My mother used to swallow romance novels. Printed on cheap paper and equally cheaply written, there were so many around the house. But one day, I discovered such romance – even better, because it was set in Zagreb of old! – on the shelf with all the thick, boring books. I discovered Zagorka.

The moniker stands for “She Who Belongs to/is from Zagorje”. Years later, I was surprised to find out it was not legally her name, even though every book we owned by her stated Marija Jurić Zagorka on the cover. She was and to this day is the most widely read Croatian author, despite the fact she never made it into the school obligatory reading lists.

Zagorka

Marija Jurić Zagorka was born on March 2, 1873, and was only 16 years old when her Mum married her off to a Hungarian nationalist who wanted her to use her writing talent for Hungarian propaganda at a time when Croatian and Hungary were in an uneasy union and governed over by the Austrians. Zagorka, of course, did the opposite and when she was discovered, her Hungarian spouse promptly returned her home. In other versions, she runs away from him. Anyhow, in the end she got a divorce and settled in Zagreb.

I did no research, writing this, and I do not really care to, I love the legends and the stories I hear about her. Recently, I heard two. Zagorka was mentioned at the Secret Zagreb Valentine’s Dark Romances Tour, but as the tour was private to me and my husband due to all the other participants mistaking the date, I have no idea if she was really meant to part of the tour or not. Zagorka did not end up on it for her divorce – although that must have been scandalous at the time – but for her younger lover.

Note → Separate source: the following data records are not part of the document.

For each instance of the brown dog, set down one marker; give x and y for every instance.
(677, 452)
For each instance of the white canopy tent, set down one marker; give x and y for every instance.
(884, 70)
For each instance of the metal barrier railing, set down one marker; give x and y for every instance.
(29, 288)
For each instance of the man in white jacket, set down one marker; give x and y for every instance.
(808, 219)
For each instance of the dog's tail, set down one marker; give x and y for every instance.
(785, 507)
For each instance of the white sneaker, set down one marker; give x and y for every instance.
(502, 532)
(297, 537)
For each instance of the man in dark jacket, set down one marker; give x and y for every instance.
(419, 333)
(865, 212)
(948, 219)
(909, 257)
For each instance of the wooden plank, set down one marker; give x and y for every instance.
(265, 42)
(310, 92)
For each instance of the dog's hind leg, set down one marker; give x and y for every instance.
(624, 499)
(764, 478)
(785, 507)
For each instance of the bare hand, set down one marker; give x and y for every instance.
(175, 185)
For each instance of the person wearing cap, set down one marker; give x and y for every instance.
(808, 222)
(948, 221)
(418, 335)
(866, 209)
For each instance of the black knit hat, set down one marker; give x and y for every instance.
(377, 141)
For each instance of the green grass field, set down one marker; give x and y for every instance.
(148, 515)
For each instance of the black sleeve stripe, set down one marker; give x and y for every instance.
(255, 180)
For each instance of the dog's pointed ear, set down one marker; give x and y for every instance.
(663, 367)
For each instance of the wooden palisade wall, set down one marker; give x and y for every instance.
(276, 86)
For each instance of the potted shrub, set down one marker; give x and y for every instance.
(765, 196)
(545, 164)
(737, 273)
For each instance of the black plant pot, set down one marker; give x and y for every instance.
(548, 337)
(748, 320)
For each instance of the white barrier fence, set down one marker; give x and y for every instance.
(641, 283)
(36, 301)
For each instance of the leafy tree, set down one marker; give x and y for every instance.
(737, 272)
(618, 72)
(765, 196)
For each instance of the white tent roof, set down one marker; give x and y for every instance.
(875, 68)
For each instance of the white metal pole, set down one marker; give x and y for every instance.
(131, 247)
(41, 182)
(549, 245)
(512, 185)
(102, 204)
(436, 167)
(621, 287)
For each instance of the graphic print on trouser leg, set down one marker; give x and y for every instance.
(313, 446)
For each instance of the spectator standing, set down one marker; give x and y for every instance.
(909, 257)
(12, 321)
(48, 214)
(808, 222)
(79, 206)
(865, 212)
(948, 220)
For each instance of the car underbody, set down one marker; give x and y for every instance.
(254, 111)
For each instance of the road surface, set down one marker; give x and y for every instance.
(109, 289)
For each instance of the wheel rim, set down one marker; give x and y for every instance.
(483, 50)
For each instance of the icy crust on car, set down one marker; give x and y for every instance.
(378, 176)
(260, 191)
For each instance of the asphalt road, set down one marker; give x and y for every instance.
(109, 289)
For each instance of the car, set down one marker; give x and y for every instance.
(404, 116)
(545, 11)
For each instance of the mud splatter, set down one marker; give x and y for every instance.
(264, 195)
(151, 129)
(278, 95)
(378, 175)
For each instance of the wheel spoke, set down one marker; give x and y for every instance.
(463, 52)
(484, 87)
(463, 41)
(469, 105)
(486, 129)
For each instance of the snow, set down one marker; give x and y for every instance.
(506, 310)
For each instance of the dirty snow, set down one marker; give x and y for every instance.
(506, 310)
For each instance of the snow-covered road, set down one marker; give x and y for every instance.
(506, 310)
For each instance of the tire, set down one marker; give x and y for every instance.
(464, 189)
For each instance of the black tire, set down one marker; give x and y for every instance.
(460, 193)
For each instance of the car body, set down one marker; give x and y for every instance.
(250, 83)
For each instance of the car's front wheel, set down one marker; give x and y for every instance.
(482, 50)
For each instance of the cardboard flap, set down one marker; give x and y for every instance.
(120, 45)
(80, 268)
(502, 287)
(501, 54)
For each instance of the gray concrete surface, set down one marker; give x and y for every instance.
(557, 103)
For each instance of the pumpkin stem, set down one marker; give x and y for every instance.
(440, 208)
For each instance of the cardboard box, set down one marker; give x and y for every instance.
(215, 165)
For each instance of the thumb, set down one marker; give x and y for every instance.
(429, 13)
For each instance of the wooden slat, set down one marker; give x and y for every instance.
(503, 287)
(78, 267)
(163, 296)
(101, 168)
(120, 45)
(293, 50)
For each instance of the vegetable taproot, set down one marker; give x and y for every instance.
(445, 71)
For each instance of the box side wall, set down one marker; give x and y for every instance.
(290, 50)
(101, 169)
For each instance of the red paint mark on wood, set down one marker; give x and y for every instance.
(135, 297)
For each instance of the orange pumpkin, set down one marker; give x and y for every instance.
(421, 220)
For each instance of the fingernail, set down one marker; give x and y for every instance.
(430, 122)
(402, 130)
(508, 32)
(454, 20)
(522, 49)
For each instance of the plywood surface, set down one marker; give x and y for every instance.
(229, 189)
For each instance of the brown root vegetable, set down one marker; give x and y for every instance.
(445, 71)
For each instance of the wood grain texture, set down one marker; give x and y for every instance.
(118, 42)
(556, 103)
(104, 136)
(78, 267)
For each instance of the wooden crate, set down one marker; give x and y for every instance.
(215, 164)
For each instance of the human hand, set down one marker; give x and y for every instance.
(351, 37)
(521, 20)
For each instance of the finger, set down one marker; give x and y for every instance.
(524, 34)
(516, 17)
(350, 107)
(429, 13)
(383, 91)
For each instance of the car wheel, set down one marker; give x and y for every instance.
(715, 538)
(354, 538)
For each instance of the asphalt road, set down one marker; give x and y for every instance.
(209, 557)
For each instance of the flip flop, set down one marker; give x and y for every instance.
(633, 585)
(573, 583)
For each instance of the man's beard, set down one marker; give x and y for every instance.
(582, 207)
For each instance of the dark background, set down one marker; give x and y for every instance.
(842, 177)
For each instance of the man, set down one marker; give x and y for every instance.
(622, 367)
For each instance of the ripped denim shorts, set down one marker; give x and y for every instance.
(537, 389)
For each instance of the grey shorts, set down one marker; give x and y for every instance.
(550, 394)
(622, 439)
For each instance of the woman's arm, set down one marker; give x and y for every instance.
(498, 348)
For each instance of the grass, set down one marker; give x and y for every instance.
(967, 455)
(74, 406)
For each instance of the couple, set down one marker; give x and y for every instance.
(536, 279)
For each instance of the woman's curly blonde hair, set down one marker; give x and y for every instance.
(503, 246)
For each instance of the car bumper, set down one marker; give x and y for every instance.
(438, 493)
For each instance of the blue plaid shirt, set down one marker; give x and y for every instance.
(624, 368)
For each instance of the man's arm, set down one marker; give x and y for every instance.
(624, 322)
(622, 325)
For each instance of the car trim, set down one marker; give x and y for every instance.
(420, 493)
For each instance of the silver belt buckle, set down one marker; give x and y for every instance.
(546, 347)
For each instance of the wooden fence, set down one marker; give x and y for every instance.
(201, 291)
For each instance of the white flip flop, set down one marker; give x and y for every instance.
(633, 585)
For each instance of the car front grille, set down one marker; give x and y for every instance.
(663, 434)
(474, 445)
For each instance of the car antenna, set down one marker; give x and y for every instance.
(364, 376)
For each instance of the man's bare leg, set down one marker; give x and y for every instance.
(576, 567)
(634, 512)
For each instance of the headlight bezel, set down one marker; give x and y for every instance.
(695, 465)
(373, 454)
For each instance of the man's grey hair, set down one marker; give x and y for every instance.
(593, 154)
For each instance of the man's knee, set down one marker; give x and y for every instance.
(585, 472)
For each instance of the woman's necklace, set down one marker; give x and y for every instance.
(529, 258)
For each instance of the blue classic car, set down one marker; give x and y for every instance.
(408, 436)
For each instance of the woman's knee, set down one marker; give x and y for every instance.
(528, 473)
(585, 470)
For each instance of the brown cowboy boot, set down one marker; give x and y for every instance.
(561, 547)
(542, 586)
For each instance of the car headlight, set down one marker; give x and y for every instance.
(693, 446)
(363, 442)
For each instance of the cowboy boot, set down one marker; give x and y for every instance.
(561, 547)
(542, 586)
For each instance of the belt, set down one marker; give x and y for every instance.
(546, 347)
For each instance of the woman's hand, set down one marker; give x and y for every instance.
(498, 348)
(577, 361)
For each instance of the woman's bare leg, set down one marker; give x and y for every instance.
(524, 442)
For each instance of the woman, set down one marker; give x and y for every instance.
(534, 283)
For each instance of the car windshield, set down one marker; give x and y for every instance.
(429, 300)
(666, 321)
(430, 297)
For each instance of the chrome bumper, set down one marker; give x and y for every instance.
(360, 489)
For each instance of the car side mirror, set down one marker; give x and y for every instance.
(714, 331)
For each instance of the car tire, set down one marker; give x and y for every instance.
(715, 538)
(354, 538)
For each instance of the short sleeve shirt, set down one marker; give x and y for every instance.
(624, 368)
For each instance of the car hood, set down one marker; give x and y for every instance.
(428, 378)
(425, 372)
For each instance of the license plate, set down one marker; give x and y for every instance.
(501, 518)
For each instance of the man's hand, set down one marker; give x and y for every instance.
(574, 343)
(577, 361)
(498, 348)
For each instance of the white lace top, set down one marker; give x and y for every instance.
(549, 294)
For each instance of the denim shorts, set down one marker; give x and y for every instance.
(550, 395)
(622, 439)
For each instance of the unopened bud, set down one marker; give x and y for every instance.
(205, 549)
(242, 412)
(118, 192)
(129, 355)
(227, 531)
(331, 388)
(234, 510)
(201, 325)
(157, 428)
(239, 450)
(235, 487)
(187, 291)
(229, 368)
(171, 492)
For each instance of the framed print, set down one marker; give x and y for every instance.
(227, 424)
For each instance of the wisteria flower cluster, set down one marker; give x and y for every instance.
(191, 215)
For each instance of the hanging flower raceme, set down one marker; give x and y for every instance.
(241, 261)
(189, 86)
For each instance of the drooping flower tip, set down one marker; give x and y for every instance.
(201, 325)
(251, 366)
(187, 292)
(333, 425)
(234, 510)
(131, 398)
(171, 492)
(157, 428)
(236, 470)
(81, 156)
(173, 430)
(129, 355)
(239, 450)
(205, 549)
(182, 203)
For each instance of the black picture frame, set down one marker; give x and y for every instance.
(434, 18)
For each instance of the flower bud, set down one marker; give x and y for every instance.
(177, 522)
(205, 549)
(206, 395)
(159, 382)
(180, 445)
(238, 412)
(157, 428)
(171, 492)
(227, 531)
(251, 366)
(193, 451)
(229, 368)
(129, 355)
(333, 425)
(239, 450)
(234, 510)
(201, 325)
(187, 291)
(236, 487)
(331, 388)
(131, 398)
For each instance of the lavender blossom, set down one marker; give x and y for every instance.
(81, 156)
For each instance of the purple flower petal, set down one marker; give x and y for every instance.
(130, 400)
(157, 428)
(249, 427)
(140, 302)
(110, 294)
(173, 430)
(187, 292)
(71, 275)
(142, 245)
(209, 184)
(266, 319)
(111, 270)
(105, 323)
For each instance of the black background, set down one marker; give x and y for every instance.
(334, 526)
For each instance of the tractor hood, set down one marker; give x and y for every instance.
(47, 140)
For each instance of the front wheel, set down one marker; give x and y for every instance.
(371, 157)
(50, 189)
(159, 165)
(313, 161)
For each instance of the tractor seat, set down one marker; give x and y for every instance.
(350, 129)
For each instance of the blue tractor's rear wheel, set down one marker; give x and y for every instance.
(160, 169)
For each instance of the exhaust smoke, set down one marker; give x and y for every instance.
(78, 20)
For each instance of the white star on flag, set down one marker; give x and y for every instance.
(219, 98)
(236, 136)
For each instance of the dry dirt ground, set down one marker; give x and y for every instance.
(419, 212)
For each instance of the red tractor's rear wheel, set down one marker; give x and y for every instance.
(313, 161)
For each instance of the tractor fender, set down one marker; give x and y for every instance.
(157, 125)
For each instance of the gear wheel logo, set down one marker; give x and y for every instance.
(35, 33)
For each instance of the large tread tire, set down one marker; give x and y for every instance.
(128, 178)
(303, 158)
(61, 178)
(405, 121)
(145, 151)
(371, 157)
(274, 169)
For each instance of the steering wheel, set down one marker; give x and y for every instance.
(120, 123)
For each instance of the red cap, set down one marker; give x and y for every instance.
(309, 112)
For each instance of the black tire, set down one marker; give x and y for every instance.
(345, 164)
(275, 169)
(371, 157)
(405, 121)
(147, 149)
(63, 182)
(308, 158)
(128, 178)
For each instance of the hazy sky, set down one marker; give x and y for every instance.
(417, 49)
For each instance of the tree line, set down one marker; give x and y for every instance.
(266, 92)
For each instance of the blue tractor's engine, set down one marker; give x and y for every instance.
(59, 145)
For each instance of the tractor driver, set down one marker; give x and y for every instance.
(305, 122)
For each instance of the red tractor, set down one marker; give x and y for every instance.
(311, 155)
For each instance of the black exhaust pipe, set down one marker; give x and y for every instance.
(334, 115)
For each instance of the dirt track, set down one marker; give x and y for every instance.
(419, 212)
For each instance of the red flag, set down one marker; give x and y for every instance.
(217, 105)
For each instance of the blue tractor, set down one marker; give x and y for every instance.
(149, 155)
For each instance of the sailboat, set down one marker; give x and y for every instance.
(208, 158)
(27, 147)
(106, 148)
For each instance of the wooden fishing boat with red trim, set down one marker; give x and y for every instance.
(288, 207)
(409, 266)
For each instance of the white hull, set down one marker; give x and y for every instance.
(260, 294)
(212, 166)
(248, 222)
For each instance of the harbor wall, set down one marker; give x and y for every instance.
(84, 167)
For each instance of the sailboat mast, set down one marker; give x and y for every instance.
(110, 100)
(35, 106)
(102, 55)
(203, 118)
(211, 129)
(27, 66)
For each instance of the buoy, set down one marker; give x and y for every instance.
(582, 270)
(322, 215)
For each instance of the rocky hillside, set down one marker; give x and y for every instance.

The other stories I heard recently of her were all a lot less legend and lot more fact. At the Zagreb City Museum, there is a program held every year on the Saturday and Sunday before Fat Tuesday called Living Pictures, in which museum employees dress up and answer questions in the persona of the historical figure they are dressed up as. I think I maybe missed it once or twice since they started it long ago, and this year I asked a lot of questions from Zagorka. It was a lot of fun, and it was surprising for me to learn how much I already know.

Living Pictures, February 2020

Zagorka published her first article in 1896, in the Croatian magazine Obzor, making her the first Croatian and European female journalist. The local bishop Josip Juraj Strossmayer was her personal friend and he made sure she was taken on as a full time journalist of the paper. The editor in chief of it though it was scandalous so he made her sign her work with pseudonyms and male names – women were not allowed to write about political issues at the time – and he consigned her to a small room, away from the news room and other journalists.

The only thing she was always allowed to sign her own name on were here historical romances, the ones that made her a household name in Croatia. They were immensely popular at the time and ever after. The circulation of the papers publishing them went up. Her novels, being romances, and her work, her being female, were not seriously researched until the end of the 20th century.

Marija Jurić Zagorka was an intrepid journalist, a great romance writer and a feminist. In 1925 she founded the first Croatian magazines for women “Women’s Paper” and “Croatian Lady”, where she was editor. All her life she fought for women to have equal rights in education, property, payment and voting. She held more than a hundred public talks on women and politics, solidarity and women’s voting rights.

Today, her memorial center is located at Dolac, overlooking the most famous of the Zagreb markets, in her apartment where she died in 1957. Her statue stand in the famous Tkalčićeva street, looking towards the Jelačić plac and Dolac, but also – I discovered accidentally on a that Dark Romance Tour – towards the planet of Mars that is part of the Landed Solar System art installation in Zagreb, one of my favourite ones. I found it really awesome: the author of Red Ocean, one of the first Croatian Science fiction novels, looking at the Red planet. Fitting.